The second phase of the cloud project took place from 2009 to 2011. This phase involved updating applications, specifically taking business apps, such as those used in sales and marketing, and hosting them on a single platform via VMware's vSphere cloud computing OS and EMC's own vBlock converged infrastructure platform. Today, the company is hosting 75% of its business apps in the private cloud, he said.
Additionally, EMC's 8,000 servers are 90% virtualized, and 95% of its mission critical apps run partially or fully on virtual machines, he said.
The project saved EMC $112 million on capital expenditures and an additional $66 million on operational expenses, Mirchandani said.
"Performance is blazing," Mirchandini said, adding that the private cloud has five times more scalability over the previous architecture. As a result, the company retired 65 legacy applications, moving from 450 point-to-point interfaces down to 125.
The third and last phase of the cloud project, currently underway, is to deploy IT as a service, meaning new services are automated and placed into a catalog from which business units can choose.
Critical to rolling out IT as a service is creating a baseline and then benchmarking advancements as the project moves forward. This step helps the IT group know what progress it has made and to understand the savings that result from those advancements.
While EMC hasn't completed its IT-as-a-service project, Mirchandani can already see how it will reduce costs and management overhead. If a business unit wants a new app, an additional server or more storage capacity, it simply chooses it from the service catalog.
"IT almost plays a passive role rather than an active role in this," Mirchandani said. "The moment you expose the cost of services, the business will ask what's the most cost efficient. IT becomes a broker of services, not necessarily the author of all services. This phase allows business to build the widgets they want off that factory floor [the cloud service]."

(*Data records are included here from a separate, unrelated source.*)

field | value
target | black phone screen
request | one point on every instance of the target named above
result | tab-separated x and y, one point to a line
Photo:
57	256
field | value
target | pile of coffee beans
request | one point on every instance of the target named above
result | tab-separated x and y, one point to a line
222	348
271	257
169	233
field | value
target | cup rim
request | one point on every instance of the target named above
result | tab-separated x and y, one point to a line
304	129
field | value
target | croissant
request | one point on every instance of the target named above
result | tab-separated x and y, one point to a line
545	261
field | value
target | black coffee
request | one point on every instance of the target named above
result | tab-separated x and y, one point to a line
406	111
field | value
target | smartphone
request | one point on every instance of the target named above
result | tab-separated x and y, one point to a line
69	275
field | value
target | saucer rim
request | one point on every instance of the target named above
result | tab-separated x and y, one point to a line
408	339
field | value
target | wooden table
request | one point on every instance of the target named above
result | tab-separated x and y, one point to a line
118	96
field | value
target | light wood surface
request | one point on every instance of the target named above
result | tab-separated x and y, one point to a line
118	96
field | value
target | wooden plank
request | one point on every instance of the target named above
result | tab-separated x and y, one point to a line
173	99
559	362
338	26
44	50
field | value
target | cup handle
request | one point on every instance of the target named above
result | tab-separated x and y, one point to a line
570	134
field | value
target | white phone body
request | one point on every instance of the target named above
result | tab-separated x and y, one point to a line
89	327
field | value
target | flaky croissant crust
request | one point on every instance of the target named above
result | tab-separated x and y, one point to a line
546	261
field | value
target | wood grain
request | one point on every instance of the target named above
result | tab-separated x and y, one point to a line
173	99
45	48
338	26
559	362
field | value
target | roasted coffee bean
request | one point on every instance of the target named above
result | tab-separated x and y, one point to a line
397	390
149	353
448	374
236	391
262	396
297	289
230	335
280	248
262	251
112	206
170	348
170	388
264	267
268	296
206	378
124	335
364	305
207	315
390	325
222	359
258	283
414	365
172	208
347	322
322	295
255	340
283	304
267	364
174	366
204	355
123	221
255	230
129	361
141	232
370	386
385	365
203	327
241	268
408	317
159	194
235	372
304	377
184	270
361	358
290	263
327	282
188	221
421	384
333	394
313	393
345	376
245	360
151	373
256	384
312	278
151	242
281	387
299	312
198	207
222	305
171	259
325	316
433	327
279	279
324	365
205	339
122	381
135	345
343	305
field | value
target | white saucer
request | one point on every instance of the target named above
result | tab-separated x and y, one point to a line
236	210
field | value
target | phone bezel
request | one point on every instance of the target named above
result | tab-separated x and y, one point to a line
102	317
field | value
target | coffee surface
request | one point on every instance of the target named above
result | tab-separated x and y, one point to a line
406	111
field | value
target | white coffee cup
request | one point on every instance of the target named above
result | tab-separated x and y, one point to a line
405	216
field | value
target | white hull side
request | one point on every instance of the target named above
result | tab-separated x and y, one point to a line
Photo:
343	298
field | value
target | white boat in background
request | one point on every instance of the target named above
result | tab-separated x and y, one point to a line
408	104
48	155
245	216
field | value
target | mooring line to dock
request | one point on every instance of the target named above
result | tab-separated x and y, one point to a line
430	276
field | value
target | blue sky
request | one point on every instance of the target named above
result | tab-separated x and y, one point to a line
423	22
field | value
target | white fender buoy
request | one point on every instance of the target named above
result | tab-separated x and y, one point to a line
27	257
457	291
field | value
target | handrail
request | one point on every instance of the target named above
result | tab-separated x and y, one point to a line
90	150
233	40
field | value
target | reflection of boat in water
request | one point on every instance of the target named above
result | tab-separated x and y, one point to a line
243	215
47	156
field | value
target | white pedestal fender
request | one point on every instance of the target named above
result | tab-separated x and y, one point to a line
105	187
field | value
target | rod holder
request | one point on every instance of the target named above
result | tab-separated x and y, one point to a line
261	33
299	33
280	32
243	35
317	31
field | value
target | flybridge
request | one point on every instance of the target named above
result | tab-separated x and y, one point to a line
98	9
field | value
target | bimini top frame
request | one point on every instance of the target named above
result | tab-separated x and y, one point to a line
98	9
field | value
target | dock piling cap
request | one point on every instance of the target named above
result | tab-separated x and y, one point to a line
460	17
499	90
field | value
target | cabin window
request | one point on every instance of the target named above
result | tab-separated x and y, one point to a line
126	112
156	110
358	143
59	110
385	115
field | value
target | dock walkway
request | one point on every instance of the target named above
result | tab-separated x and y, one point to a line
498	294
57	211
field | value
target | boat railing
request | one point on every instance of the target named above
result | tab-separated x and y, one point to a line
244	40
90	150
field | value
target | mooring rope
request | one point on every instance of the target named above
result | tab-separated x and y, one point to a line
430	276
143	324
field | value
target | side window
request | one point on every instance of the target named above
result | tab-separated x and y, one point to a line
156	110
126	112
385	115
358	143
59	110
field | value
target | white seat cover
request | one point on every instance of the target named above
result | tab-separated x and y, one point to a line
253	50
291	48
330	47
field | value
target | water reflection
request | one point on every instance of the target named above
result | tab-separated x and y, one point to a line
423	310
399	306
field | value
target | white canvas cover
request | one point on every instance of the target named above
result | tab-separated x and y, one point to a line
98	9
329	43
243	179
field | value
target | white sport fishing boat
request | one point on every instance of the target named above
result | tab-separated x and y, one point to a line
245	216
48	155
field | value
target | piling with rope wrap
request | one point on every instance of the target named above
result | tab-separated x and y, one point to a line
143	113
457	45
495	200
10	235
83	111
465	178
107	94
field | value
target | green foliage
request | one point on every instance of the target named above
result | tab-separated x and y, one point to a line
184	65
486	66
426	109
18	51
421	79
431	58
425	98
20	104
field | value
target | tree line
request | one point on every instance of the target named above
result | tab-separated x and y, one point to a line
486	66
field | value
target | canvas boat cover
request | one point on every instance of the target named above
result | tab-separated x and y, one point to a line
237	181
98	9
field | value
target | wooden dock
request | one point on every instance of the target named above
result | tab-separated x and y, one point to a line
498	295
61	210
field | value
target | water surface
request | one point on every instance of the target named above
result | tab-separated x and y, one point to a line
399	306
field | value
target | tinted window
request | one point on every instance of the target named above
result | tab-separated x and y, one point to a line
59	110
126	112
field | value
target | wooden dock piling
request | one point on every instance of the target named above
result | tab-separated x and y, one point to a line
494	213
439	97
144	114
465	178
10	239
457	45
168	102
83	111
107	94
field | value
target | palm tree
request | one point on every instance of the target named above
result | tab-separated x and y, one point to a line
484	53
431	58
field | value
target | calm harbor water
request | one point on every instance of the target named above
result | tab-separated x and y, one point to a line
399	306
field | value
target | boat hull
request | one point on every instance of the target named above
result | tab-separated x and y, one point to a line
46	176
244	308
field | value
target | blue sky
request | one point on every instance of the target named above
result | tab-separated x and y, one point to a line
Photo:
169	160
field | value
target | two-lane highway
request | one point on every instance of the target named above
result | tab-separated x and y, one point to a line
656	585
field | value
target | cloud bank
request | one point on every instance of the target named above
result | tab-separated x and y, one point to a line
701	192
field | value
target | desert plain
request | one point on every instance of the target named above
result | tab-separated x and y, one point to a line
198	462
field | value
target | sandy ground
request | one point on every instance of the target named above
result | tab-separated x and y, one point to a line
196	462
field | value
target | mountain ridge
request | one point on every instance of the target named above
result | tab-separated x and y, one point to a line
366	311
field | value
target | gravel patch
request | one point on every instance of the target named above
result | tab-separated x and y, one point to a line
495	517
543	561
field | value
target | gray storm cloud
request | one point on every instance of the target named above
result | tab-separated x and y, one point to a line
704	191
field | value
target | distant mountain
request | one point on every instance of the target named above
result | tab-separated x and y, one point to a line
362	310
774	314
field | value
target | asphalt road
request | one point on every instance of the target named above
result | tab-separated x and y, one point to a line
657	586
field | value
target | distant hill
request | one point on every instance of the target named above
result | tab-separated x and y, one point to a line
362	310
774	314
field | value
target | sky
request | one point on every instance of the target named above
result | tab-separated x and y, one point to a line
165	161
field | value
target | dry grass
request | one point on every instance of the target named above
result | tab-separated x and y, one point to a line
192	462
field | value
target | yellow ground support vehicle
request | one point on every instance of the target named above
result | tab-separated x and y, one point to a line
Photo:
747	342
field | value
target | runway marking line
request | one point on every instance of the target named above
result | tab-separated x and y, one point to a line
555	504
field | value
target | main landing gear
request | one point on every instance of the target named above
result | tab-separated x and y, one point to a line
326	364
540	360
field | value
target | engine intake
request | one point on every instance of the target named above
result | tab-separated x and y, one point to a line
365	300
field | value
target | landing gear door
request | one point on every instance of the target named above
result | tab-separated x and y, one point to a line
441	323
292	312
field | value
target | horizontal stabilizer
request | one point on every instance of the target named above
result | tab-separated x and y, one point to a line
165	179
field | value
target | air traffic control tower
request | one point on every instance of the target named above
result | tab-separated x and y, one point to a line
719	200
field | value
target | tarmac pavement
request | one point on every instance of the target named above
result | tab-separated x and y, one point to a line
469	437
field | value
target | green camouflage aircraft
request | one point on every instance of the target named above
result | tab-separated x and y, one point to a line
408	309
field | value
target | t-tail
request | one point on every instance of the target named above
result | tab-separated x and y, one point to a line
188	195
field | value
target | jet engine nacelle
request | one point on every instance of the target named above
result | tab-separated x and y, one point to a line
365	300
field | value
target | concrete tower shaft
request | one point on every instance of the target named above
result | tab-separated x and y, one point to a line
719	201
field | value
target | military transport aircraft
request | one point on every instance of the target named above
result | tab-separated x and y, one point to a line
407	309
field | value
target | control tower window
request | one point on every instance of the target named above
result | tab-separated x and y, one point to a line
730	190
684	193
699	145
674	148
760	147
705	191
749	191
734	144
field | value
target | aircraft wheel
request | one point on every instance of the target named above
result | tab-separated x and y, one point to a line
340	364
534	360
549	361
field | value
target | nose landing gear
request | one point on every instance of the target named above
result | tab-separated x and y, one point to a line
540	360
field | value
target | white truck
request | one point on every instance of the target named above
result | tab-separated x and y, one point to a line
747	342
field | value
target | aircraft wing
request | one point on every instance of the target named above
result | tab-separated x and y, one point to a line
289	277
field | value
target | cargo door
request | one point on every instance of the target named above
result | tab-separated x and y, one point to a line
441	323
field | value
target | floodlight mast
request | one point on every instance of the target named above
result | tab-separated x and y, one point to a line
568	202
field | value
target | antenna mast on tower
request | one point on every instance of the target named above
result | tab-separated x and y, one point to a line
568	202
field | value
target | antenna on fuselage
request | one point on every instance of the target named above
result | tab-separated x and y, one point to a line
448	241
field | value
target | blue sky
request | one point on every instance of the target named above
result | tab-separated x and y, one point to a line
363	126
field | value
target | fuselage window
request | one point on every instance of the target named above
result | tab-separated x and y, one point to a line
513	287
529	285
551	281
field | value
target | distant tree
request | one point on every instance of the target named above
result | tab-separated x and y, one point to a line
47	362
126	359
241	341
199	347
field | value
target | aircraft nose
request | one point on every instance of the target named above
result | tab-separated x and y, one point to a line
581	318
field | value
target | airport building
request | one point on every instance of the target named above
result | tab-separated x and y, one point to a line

There are three requirements for an IT-as-a-service model to be successful, he said. Companies need:
- A petabyte-scalable storage infrastructure that is also compatible with MapReduce technology, for processing huge volumes of data, such as Hadoop;
- A unified analytics platform that functions as a data warehouse and where data scientists can collaborate;
- And a staff of data scientists in each business unit to measure progress and provide analytics information.
"If you've done the first two phases right, building the factory floor [per se], this is the natural transition of how your customers want to go," Mirchandani said.